Şeker hastalarının %90’ı tip2 şeker hastasıdır. Bu tip2 şeker hastalarında ayrıntılı testler yapılarak hastanın ameliyata uygunluğu teyid edilmelidir. Her hastaya aynı yöntem uygulanması doğru değildir. Uygun hastalarda uygun cerrahi yöntem seçilerek ortalama %80 oranında şeker hastalığında tam iyileşme sağlanır. Verilerini ve takiplerini net olarak bildiğim için kendi hastalarımdan bahsedecek olursam yılda 600-1000 civarı obezite ve diyabet cerrahisi uygulamaktayım. Bu hastalarımdan sadece 10 tanesi insülin kullanmaya devam ediyor. Bu hastalar da ameliyat öncesinde günde 4 defa toplamda 150-160 ünite insülin kullanırken şu anda sadece 10-12 ünite tek doz insülin kullanmakta ve yaşamlarına oldukça mutlu devam etmekteler. Burada önemli olan şey ayrıntılı testler yapılarak doğru hastayı belirlemek, sonrasında hastaya doğru yöntemin uygulanması, multidisipliner çalışan bir ekip, ameliyat sonrası sıkı takip ve hasta uyumudur. 

OBEZİTE CERRAHİSİ RİSKLİ MİDİR?

Her ameliyatta olduğu gibi bu tip ameliyatların da mutlaka riskleri vardır. Fakat genel olarak risk oranı aslında safra kesesi ameliyatından farklı değildir. Bu ameliyatlar ile ilgili en sık konuşulan ve sürekli gündemde olan konu kaçak, sızıntı ya da dikiş sızıntısı olarak isimlendirilen anastomoz kaçağı riskidir. Bu oran tüm dünya literatüründe %0-4 arasında değişmekle birlikte ortalama %1 civarındadır. Ameliyat esnasında mide standart olarak stapler denilen özel aletler kullanılarak ayrılır. Biz son 4 yıldır midedeki stapler hattını karın içerisindeki yağı da kullanarak dikiyoruz ve son 4 yılda hiçbir hastamızda buna benzer bir problem yaşamadık. Bu riski azaltmada hastanın ameliyat öncesinde iyi değerlendirilerek varsa ek hastalıklarının düzeltilmesi önemlidir, sonrasında ameliyat esnasında ve postop bakımda görev alan ekibin uyumlu çalışması da bu riskin önlenmesi veya varsa erken tedavisi açısından olmazsa olmazıdır. Burada yeri gelmişken bana desteklerini esirgemeyen tüm konsültan hekim arkadaşlarıma ve 7 gün 24 saat görev yapan ekip arkadaşlarıma ayrı ayrı teşekkür etmek istiyorum.

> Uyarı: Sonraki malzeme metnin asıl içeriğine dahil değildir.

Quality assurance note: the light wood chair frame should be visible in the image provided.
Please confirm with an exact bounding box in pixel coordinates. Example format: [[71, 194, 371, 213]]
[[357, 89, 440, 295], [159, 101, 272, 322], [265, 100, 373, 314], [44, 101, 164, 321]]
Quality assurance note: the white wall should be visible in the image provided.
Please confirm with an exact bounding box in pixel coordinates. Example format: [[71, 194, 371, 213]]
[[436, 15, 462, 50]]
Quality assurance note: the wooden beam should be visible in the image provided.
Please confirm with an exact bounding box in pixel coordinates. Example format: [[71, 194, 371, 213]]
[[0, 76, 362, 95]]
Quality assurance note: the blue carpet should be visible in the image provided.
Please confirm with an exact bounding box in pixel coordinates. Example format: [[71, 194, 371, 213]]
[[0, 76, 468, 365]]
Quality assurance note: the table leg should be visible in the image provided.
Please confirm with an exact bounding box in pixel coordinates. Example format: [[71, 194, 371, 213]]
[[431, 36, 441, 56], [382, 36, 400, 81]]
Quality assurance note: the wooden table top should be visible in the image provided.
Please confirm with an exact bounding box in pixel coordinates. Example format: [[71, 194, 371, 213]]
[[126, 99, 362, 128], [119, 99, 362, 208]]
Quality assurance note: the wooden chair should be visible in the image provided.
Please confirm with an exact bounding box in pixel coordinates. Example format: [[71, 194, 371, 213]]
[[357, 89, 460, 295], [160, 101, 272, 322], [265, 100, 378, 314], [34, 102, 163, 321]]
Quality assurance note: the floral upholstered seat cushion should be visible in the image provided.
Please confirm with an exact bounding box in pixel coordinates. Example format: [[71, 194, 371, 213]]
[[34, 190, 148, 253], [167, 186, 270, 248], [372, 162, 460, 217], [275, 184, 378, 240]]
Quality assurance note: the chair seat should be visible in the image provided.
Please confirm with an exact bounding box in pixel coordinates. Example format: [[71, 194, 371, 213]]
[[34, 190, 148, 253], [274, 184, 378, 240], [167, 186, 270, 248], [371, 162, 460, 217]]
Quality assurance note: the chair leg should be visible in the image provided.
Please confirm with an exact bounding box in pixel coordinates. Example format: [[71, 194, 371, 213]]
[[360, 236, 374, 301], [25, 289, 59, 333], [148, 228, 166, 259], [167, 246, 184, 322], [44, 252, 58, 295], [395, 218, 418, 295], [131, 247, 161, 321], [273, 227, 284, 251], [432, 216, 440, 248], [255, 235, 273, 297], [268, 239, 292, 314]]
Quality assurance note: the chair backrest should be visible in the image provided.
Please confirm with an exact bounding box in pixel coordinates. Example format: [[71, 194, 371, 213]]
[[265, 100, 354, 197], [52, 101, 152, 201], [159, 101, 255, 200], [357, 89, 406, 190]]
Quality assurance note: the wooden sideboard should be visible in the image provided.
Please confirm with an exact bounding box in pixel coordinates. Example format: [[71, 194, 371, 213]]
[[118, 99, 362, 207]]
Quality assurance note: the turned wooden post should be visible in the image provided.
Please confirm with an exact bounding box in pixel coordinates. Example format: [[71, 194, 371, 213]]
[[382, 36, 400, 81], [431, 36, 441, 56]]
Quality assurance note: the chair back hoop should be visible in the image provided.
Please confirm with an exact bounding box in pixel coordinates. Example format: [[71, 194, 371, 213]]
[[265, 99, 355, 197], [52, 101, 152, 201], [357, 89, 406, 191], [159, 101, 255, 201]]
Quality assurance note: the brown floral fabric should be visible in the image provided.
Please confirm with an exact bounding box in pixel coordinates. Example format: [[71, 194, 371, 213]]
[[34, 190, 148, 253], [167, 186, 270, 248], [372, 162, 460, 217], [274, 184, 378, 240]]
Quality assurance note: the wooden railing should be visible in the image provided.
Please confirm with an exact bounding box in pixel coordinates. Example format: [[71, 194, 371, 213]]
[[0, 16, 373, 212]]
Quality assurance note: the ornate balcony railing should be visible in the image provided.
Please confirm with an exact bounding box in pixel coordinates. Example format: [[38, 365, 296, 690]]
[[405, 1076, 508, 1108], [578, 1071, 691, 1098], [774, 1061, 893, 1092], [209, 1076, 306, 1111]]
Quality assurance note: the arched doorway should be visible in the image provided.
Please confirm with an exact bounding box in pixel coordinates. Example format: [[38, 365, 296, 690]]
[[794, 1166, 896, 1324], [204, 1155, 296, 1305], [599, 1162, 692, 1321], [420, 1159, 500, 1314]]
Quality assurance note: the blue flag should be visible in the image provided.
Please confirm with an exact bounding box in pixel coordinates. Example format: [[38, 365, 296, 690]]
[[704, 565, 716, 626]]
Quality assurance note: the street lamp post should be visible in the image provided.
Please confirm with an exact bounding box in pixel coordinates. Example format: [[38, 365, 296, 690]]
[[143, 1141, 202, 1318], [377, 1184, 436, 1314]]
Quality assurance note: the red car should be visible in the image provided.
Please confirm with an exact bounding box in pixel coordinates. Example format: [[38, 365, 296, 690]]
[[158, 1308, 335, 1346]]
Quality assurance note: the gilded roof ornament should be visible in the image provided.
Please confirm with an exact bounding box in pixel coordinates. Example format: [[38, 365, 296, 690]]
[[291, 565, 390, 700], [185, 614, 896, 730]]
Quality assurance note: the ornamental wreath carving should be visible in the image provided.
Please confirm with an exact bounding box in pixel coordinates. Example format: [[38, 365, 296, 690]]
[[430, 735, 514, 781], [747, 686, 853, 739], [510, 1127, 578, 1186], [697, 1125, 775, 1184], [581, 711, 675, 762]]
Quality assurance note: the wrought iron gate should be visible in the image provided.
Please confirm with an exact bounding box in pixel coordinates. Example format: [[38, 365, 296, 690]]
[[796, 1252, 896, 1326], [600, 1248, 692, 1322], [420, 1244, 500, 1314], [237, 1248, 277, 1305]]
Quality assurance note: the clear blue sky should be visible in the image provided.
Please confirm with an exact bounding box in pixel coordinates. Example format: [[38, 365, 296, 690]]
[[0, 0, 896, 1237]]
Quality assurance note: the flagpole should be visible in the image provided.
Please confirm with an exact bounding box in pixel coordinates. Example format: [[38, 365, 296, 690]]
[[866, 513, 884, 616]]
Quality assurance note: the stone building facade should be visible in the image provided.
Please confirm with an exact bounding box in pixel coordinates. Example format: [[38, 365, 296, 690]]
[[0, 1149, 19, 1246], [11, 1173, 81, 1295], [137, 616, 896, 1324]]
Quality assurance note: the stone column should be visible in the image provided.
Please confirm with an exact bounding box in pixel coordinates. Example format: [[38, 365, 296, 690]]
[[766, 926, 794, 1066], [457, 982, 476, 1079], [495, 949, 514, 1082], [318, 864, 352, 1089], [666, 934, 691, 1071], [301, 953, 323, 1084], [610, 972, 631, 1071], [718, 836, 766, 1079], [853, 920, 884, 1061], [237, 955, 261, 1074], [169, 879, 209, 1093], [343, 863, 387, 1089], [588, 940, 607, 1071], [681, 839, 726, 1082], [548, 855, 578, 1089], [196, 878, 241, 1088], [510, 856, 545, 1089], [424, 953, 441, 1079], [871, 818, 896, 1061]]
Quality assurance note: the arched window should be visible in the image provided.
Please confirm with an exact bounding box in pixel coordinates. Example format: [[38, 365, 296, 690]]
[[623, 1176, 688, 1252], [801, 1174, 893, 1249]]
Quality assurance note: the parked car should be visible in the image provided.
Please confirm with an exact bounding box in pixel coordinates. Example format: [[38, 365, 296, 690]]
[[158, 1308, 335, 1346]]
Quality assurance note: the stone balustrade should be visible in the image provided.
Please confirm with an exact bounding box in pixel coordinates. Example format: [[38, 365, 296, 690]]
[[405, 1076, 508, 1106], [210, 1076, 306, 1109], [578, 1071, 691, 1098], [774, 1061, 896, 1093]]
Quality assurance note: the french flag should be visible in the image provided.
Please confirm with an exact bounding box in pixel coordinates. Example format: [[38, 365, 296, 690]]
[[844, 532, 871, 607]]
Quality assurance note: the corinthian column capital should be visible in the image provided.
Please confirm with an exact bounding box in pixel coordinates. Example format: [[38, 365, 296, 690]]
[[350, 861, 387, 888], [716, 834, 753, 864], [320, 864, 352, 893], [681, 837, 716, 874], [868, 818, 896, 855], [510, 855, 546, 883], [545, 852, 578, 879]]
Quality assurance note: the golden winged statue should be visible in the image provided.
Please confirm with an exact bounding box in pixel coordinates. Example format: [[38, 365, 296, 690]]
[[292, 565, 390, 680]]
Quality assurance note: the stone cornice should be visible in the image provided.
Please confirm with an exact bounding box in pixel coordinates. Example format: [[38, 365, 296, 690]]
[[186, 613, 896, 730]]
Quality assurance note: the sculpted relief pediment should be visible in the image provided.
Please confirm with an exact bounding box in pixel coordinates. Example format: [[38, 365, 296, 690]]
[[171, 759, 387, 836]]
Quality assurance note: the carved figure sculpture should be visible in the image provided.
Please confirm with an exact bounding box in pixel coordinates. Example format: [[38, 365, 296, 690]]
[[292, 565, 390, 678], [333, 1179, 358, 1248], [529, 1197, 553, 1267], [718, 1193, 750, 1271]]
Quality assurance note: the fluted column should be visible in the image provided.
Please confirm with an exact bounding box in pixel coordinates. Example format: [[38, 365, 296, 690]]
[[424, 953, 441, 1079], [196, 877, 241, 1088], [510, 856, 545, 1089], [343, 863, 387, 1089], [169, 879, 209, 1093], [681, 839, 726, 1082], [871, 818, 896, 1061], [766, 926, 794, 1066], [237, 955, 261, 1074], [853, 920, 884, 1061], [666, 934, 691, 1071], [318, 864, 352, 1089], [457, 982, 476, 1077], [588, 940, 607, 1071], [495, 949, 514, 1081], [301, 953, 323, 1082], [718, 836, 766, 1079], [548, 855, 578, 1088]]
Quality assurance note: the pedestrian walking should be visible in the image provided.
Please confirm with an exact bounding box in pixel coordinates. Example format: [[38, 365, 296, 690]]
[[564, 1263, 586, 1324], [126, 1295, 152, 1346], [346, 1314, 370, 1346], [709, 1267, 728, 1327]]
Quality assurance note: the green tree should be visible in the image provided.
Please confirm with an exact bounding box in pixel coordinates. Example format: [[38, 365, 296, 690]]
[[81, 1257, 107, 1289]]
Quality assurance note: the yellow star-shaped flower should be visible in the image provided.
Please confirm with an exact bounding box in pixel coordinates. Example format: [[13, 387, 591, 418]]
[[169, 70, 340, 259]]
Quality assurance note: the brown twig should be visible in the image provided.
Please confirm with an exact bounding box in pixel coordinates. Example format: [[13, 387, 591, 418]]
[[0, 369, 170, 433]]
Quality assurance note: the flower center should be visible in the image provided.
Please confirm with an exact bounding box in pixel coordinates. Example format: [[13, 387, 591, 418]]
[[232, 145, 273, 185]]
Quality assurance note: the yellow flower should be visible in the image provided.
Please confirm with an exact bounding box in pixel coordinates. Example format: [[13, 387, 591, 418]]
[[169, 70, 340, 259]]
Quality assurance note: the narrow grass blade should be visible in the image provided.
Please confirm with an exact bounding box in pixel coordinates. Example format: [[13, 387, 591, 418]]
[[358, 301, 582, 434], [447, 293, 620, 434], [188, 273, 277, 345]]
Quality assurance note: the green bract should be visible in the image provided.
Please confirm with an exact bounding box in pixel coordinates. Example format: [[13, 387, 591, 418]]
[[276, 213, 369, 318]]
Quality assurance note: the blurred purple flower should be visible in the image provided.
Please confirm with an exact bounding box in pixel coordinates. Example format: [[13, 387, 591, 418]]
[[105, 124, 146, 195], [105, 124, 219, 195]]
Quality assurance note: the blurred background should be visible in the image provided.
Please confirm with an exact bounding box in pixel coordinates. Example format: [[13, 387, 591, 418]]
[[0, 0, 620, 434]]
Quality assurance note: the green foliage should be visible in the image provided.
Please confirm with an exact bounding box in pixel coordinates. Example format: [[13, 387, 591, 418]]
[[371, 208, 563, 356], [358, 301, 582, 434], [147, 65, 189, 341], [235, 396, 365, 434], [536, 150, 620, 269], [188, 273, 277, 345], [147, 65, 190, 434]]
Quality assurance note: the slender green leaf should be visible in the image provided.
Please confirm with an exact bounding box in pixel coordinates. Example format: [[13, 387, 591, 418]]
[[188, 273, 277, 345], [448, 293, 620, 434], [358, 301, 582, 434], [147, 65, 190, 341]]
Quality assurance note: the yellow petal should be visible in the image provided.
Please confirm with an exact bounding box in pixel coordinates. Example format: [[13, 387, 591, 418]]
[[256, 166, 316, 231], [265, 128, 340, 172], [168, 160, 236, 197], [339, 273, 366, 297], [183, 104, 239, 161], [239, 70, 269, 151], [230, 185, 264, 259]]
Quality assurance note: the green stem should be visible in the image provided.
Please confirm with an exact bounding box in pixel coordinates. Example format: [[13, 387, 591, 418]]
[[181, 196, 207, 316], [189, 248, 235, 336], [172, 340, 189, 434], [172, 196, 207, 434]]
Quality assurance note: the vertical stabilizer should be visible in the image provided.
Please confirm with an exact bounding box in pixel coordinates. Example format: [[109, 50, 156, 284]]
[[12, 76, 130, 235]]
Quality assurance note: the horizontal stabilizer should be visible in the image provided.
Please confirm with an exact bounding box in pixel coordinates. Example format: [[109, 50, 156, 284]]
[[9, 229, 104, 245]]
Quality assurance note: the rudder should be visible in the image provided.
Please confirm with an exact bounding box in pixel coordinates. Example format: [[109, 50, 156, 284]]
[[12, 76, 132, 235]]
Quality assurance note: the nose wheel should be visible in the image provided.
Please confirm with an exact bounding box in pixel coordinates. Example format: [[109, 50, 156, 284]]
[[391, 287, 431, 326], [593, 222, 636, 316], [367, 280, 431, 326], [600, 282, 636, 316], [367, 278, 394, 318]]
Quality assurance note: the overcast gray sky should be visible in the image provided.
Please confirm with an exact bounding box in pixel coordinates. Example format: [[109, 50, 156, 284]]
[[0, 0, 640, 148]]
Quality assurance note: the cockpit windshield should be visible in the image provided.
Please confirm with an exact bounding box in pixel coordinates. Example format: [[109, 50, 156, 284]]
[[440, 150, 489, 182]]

OBEZİTE İLE İLGİLİ SON OLARAK EKLEMEK İSTEDİĞİNİZ BİR ŞEY VAR MI?

VKİ 40’ın üzerinde olan hastalarda obezite cerrahisi uygulanması yaşam süresini ortalama 12 ila 15 yıl arttırmaktadır. Dolayısıyla uygun hastalarda obezite cerrahisi yaşam kurtarıcıdır.